Discussion in 'Technique [BG]' started by Guss, Dec 30, 2004.


  1. Can anybody give me some advice on the right hand muting technique Jaco talks about in his instructional video? I believe he used his pinky and ring finger on his right hand to mute the
    G and D strings, and his thumb to mute the E. Getting my pinky and ring fingers in correct position is a pain though, as they always seem to want to stay raised away from the strings. Advice?
     
  2. Joe P

    Joe P

    Jul 15, 2004
    Milwaukee, WI
    Oh-oh. Now it's time for someone to say "practice" again.

    Joe
     
  3. phxlbrmpf

    phxlbrmpf

    Dec 27, 2002
    Germany
    I'll have to agree with Joe P, after a while using both your right and your left hand to mute strings that shouldn't be ringing will come natural. Do you slap, by the way? Muting the right strings is even more important for slapping, which in turn, will help you improve your muting technique.
     
  4. Well I was planning on practicing. Was just wondering if there are any good exercises anyone had to offer
     
  5. MichaelScott

    MichaelScott

    Jul 27, 2004
    Moorpark CA
    If you want to keep your thumb on the pup:

    Playing G- you mute the E and A strings with your pinky and ring, leave the D unmuted.

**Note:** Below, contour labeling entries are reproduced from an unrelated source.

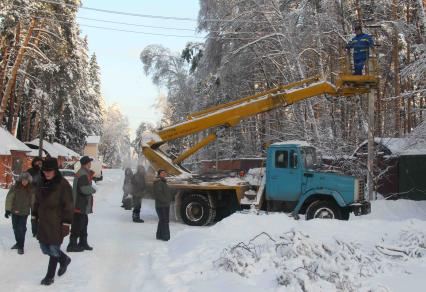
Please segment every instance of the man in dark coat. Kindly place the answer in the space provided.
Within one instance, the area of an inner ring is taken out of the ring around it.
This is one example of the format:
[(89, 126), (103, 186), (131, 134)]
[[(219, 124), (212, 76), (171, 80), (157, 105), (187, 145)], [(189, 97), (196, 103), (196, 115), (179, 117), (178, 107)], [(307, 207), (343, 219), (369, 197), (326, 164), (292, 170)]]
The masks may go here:
[[(41, 166), (43, 164), (43, 160), (40, 157), (34, 157), (31, 161), (31, 168), (27, 171), (31, 174), (32, 184), (35, 188), (38, 188), (41, 180)], [(31, 220), (31, 231), (33, 236), (37, 234), (37, 223), (34, 220)]]
[(133, 171), (131, 168), (126, 168), (124, 170), (124, 182), (123, 182), (123, 198), (121, 199), (121, 207), (125, 210), (132, 209), (132, 195), (133, 195)]
[(369, 48), (373, 47), (373, 38), (362, 32), (361, 25), (355, 25), (356, 36), (347, 44), (346, 49), (354, 49), (354, 75), (362, 75), (364, 64), (368, 59)]
[(167, 185), (166, 171), (158, 170), (158, 179), (154, 181), (153, 193), (155, 198), (155, 211), (158, 215), (157, 239), (168, 241), (170, 239), (169, 213), (172, 195)]
[(132, 177), (133, 186), (133, 222), (143, 223), (141, 219), (142, 198), (145, 191), (145, 168), (139, 165), (136, 173)]
[(6, 196), (5, 217), (9, 218), (12, 215), (12, 226), (16, 239), (16, 244), (12, 246), (12, 249), (17, 249), (18, 254), (24, 254), (27, 218), (35, 199), (31, 179), (28, 172), (21, 173), (18, 181), (10, 188)]
[[(70, 243), (67, 246), (68, 252), (93, 250), (93, 247), (87, 243), (88, 214), (93, 213), (93, 194), (96, 192), (90, 180), (91, 161), (93, 159), (89, 156), (83, 156), (80, 159), (81, 167), (74, 178), (72, 187), (74, 218), (71, 227)], [(80, 241), (77, 244), (78, 239)]]
[(32, 183), (34, 186), (38, 187), (41, 179), (41, 166), (43, 164), (43, 160), (41, 160), (40, 157), (34, 157), (34, 159), (31, 161), (31, 168), (29, 168), (27, 171), (32, 176)]
[(32, 218), (38, 224), (37, 239), (42, 252), (49, 256), (49, 266), (42, 285), (53, 283), (56, 267), (62, 276), (71, 259), (61, 251), (61, 244), (69, 234), (73, 215), (71, 186), (58, 170), (58, 161), (47, 158), (42, 165), (40, 188), (36, 192)]

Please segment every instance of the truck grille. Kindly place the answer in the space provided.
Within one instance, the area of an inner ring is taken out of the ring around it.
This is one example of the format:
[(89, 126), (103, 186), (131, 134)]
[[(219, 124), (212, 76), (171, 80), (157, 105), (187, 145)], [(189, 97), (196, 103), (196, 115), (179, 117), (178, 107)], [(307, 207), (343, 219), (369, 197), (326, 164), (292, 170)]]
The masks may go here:
[(364, 201), (365, 182), (363, 179), (358, 179), (358, 198), (360, 201)]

    Playing D- you mute the E and A strings with your pinky and ring. mute the G with your left hand and be careful of harmonics. (your right hand is in the same position as it was for the G)

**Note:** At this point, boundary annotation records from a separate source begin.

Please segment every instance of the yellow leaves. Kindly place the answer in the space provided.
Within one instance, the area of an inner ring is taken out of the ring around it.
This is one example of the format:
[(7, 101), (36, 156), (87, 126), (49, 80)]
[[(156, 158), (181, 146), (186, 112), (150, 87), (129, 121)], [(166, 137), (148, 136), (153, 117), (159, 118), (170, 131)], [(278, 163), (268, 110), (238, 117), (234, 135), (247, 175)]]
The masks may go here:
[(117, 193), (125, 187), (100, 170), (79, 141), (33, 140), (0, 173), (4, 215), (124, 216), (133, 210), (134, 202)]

    Playing A- Mute the E with either your ring or pinky (I prefer pinky because I only have to add a finger instead of replacing two fingers when switching to D and G), Mute the G and D strings with your left hand and be careful of harmonics.

    Playing E- mute the G, D, and A strings with your left hand and be careful of harmonics.

    If you are cool with your thumb on the E string:

    Playing G- you mute E with your thumb by resting it on the string. mute the A with your pinky and the D with your ring finger.

    Playing D- you mute E with your thumb by resting it on the string. mute the A with your ring finger. Mute the G with your left hand and be careful of harmonics.

    Playing A- Mute the E with your thumb, mute the G and D strings with your left hand- be careful of harmonics.

    Playing E- Move your thumb off of the E string onto the pup and mute the G, D, and A strings with your left hand and be careful of harmonics.

    I prefer to keep my thumb on the pup and use my pinky on the E string. I just involves less finger movement but you might be more comfortable with your thumb on the E string:

    Here is a basic exercise:
    Quarter notes- start at 60 bmp and work up till you create fire with your fingers. Don't frett anything and remember to mute every string you are not playing with your right or left hand. Turn your tone up to pick up any harmonics you might accidently play so you can correct your left hand mute position.

    Also, You should pay careful attention to your pointer and middle fingers of the right hand when you are playing. Make sure they are alternating and if you normally start the exercise with your middle finger you should play it half the time starting with your pointer finger- and vice versa.

    EEEEAAAADDDDGGGG GGGGDDDDAAAAEEEE
    EEEEAAAADDDDGGGG GGGGDDDDAAAAEEEE
    GGAADDEEGGAADDEE EEDDAAGGEEDDAAGG
    EEGDAEEGDAEEGEDA GGEADGGEDADEGADE
     
  6. Whafrodamus

    Whafrodamus

    Oct 29, 2003
    Andover, MA
    I usually do my muting with my index and middle finger of my right hand (and the left too, but muting with both hands is as secure as you can be :cool: ). When I play a note with one finger, I mute it with the opposite. Weird technique, but hey... my hair justifies it.